To bypass the ban from the Swiss Foreign Minister to issue Identity Papers to those Jews, Carl Lutz decided to register them onto several Collective Passports, each of them with 1,000 names. Those Collective Passports stipulated that each registered person was a Swiss Citizen.

Carl Lutz divorced from Gertrude in 1946 and will marry Magda Grausz, a Jewish woman who came to him in April 1944, asking for his protection for her daughter Agnès, who now lives in Bern.

Carl Lutz, without having been sanctioned by his administration, remained very affected by the behavior of his seniors and went into depression for several months. He continued working for the Swiss Administration for 10 years and was then appointed consul again in 1955 in Bregenz, Austria, very close to the Swiss Border. He was appointed General Consul in 1960, just before he retired in 1961.

He died in Bern on February 12th, 1975.

DFAE / Archives Agnes Hirschi

Carl Lutz was the first Swiss Citizen to be named Righteous Among The Nations by Yad Vashem in 1964. He was granted the Order of Merit of the Republic of Germany and nominated three times for the Nobel Peace Prize, one of which by the President of Israel.

In 2021, Geneva paid tribute to him with an exhibition opened by the United Nations High Commissioner for Human Rights, while the United States dedicated the main room of its Embassy in Budapest to him.

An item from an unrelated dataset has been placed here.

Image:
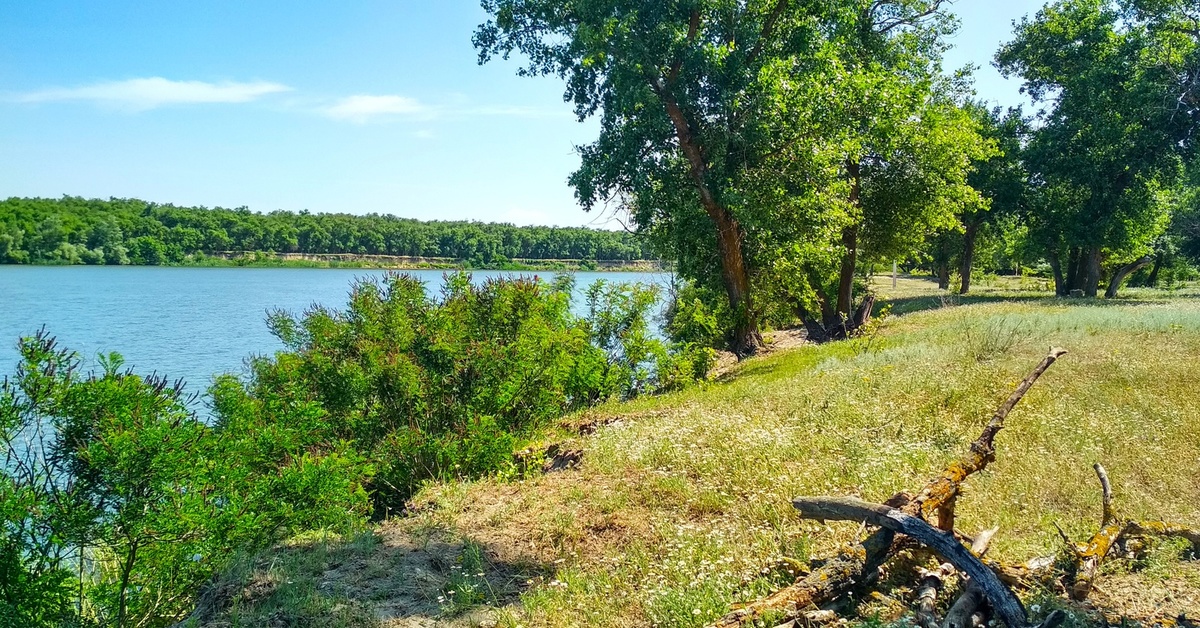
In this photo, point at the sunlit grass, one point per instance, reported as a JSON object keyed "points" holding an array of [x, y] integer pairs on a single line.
{"points": [[682, 506]]}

The magnitude of Carl Lutz’s rescue is often misrepresented, with excessive estimates taken from a letter written in 1948 by Mihaly Salamon (62’000 souls). These figures are a personal estimate that is not documented. It is considered unreliable by several leading historians, and considered false by the Grossmann family, whose grandfather ran the Glass House, and by Lutz’s, including our Honorary President Agnes Hirschi. The reality is probably lower than this estimate. In the absence of precise figures, it is more accurate to say that Carl Lutz saved “many thousands of people”.

U.S. Mission / Eric Bridiers

Today, the thousands of families saved by the Swiss Legation live in Hungary and throughout Europe, in Switzerland, Israel and the United States.